RIAU ONLINE, PEKANBARU – Rancangan Anggaran Pendapatan Belanja Daerah (APBD) tahun 2021 Kota Pekanbaru akan disahkan pada akhir November 2020 ini. Beberapa pihak menilai pengesahan ini terlalu terburu-buru.

Pasalnya, penyerahan Kebijakan Umum Anggaran (KUA) Prioritas Plafon Anggaran Sementara (PPAS) baru diserahkan beberapa waktu lalu. Jadi, jarak antara penyerahan KUA-PPAS dan pengesahan APBD dinilai sangat singkat.

 

Terkait hal ini, Ketua DPRD Kota Pekanbaru, Hamdani mengatakan, adanya keterlambatan pembahasan RAPBD di setiap daerah di seluruh Indonesia.
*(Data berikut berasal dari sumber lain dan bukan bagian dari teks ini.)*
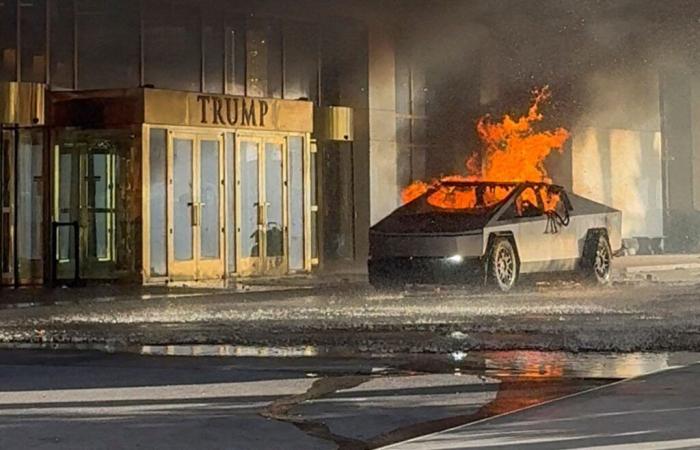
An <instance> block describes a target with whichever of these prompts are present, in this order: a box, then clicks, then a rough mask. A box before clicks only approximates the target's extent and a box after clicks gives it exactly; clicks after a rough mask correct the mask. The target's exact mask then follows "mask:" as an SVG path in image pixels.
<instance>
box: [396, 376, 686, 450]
mask: <svg viewBox="0 0 700 450" xmlns="http://www.w3.org/2000/svg"><path fill="white" fill-rule="evenodd" d="M698 376H700V365H699V364H693V365H690V366H687V367H681V368H677V369H674V370H668V371H664V372H660V373H654V374H650V375H648V376H643V377H639V378H636V379H631V380H625V381H622V382H619V383H616V384H611V385H608V386H604V387H601V388H600V389H596V390H591V391H589V392H585V393H582V394H581V395H575V396H572V397H569V398H565V399H561V400H555V401H553V402H551V403H548V404H546V405H540V406H535V407H533V408H531V409H527V410H522V411H518V412H515V413H513V414H508V415H504V416H500V417H493V418H490V419H486V420H483V421H481V422H479V423H472V424H469V425H465V426H461V427H457V428H455V429H452V430H449V431H445V432H441V433H436V434H432V435H428V436H423V437H420V438H417V439H415V440H413V441H411V442H405V443H401V444H397V445H394V446H391V447H390V448H391V449H393V450H448V449H452V450H457V449H485V448H488V449H491V450H516V449H517V450H529V449H537V450H555V449H598V450H603V449H605V450H608V449H616V450H647V449H648V450H661V449H697V448H700V430H699V429H698V423H700V385H698V383H697V382H696V380H697V378H698Z"/></svg>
Keterlambatan pembahasan ini karena adanya Peraturan Menteri Dalam Negeri (Permendagri) Nomor 90 Tahun 2019 tentang perubahan nomenklatur di APBD Se-Indonesia.

“Jadi sempat ada keterlambatan pembahasan, tapi masih bisa kita atasi,” katanya.

Politisi Partai Keadilan Sejahtera (PKS) ini juga mengatakan, salah satu alasan keterlambatan lainnya karena adanya refocusing anggaran untuk wabah Covid-19. Selain mengesahkan APBD tahun 2021, akhir November 2020 ini juga kemungkinan akan mengesahkan beberapa Rancangan Peraturan Daerah (Ranperda).

“Tujuh Ranperda dari Pemerintah Kota (Pemko) Pekanbaru dan dua Ranperda inisiatif dari DPRD Kota Pekanbaru,” pungkasnya.